Он передал её в руки Пьера Тортерю и сам последовал в потайную комнату, откуда незримо мог наблюдать за происходящим в камере для пыток. Он видел, как грубые руки скрутили её, уложили на кожаное ложе, стянули ремнями. Видел, как бесстрастный палач привычными движениями обнажил её прекрасную ножку и поместил в тиски испанского сапога. Это зрелище заставило его задрожать. Она, беззащитная среди стаи стервятников, вопила от непереносимой боли. Судья, до крови закусывая губы, боролся со стремлением ворваться туда и отшвырнуть Тортерю. Рука бессознательно легла на рукоять кинжала. Грудь пронзила резкая боль, из раны хлынула кровь.

— Ещё один удар, — подумал он, — и всё будет кончено.

— Умоляю вас, не надо! Пощадите! Я во всём сознаюсь!

Если бы она этого не крикнула, он вонзил бы кинжал себе в сердце. Он переживал за неё, мучился её болью, разрывался между желанием прекратить издевательский судебный процесс и спасением собственной шкуры. Она созналась. Теперь ей не помочь. Слушай приговор, цыганка. Ты уповала на защиту судьи Фролло? Напрасно. Судья Фролло не выносит оправдательных вердиктов.

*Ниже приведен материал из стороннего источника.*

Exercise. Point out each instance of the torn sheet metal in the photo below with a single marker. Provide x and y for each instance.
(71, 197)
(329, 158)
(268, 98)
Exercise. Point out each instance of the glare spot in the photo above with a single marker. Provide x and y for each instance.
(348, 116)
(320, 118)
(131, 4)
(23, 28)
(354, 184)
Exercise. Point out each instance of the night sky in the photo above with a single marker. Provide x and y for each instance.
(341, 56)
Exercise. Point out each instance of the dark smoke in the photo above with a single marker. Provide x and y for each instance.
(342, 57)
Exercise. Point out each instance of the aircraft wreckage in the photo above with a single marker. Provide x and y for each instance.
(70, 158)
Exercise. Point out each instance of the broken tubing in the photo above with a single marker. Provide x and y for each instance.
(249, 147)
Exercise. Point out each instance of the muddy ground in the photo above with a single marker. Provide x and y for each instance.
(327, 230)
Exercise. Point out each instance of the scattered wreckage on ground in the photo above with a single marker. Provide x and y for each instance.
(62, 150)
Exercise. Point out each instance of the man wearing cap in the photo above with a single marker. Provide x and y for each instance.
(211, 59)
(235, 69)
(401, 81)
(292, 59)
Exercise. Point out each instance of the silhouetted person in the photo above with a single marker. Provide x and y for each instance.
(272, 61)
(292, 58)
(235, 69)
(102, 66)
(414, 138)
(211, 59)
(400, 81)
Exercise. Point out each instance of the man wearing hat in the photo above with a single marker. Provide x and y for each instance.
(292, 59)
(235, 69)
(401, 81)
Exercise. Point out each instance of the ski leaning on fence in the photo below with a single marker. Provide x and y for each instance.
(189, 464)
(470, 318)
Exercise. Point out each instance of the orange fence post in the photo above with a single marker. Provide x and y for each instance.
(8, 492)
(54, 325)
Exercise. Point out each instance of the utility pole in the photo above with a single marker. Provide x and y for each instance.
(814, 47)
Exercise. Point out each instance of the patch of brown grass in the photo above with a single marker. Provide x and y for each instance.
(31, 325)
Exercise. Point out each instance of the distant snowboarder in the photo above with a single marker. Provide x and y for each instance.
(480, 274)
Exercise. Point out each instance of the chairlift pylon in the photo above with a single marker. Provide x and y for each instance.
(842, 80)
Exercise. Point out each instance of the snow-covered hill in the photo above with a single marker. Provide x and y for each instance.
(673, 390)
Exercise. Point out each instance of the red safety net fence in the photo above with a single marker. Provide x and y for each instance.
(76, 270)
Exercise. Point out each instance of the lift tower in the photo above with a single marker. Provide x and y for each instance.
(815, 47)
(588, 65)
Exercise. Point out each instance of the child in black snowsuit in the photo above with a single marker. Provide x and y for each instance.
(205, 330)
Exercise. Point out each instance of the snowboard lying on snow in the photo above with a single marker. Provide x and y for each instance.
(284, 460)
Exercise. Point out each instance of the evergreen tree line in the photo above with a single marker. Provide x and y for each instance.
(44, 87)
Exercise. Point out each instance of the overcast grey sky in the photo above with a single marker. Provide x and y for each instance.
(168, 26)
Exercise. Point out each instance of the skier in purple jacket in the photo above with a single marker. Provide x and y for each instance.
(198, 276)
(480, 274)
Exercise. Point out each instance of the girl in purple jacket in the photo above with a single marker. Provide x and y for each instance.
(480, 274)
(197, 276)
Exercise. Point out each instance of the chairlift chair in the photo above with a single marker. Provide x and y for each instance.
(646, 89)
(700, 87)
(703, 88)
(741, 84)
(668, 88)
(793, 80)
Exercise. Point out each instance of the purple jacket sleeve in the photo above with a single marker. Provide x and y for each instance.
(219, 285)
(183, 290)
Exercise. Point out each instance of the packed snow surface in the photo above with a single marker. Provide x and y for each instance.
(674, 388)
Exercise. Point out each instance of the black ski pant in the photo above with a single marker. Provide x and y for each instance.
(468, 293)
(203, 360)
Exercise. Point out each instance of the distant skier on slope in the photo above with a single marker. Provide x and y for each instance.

Он ещё не настолько обезумел, чтобы добровольно занять твоё место на скамье подсудимых. Ты умрёшь, только тогда колдовское наваждение рассеется. Доволен ли ты, судья Фролло? Станешь ли жить, как прежде? Или даже гибель ведьмы не освободит тебя от её чар?

Судья Фролло ошибся. Жестоко ошибся.

* Считалось, что отрубленная голова могла видеть на протяжении десяти секунд после отделения от тела.

** Моя вина! Моя величайшая вина! (лат.) — формула покаяния и исповеди в религиозном обряде католиков с XI века.

*** Кто ударит человека так, что он умрет, да будет предан смерти. (лат.) Исход 21:12

**** Но если кто не злоумышлял, а Бог попустил ему попасть под руки его, то Я назначу у тебя место, куда убежать убийце. (лат.) Исход 21:13

========== Глава 4. Мошка и паук ==========

Капитан де Шатопер не погиб. Рана его, вопреки уверенности судьи Фролло, оказалась хоть и опасной, но не смертельной. Бравый офицер, придя в сознание, даже смог дать краткие показания — Жеан с удивлением обнаружил их в деле цыганки. Так, значит, мерзкий повеса жив?! Это обстоятельство, казалось, в корне меняло ход следствия. Поначалу благая весть о благополучии удачливого в любви соперника нанесла ревнивому Фролло болезненный удар, но, пересилив неприязнь, он сообразил, что Эсмеральду теперь легко можно вытащить из пропасти, в которую он её вверг. Обрадованный Жеан поспешил самолично навестить пострадавшего, чтобы разузнать о его здоровье. Однако ликование Фролло продлилось недолго, ровно до той минуты, когда врач, занимавшийся лечением капитана, ответствовал: его пациент находится на смертном одре, протянет от силы пару дней, не больше. Чёрные тучи вновь сгустились над головами судьи и несчастной цыганки.

Всё же, вопреки мрачному прогнозу почтенного эскулапа, Феб выкарабкался, но об этом Фролло так и не узнал. Едва оправившись, капитан де Шатопер отбыл в свой отряд, стоящий в деревне Ла Кё-ан-Бри. Для служителей закона он всё равно, что исчез, впрочем, состояние потерпевшего их мало волновало. Улик против цыганки было собрано предостаточно (взять хоть кинжал, который преступница держала при себе вопреки закону, а также учёную козочку), сам Феб подтвердил её занятия колдовством. Никому и в голову не пришло справляться о состоянии офицера и уж тем более требовать его присутствия на суде. Запущенную на полную мощь машину правосудия не могла остановить такая деталь, как обвинение в убийстве человека, который на самом деле жив.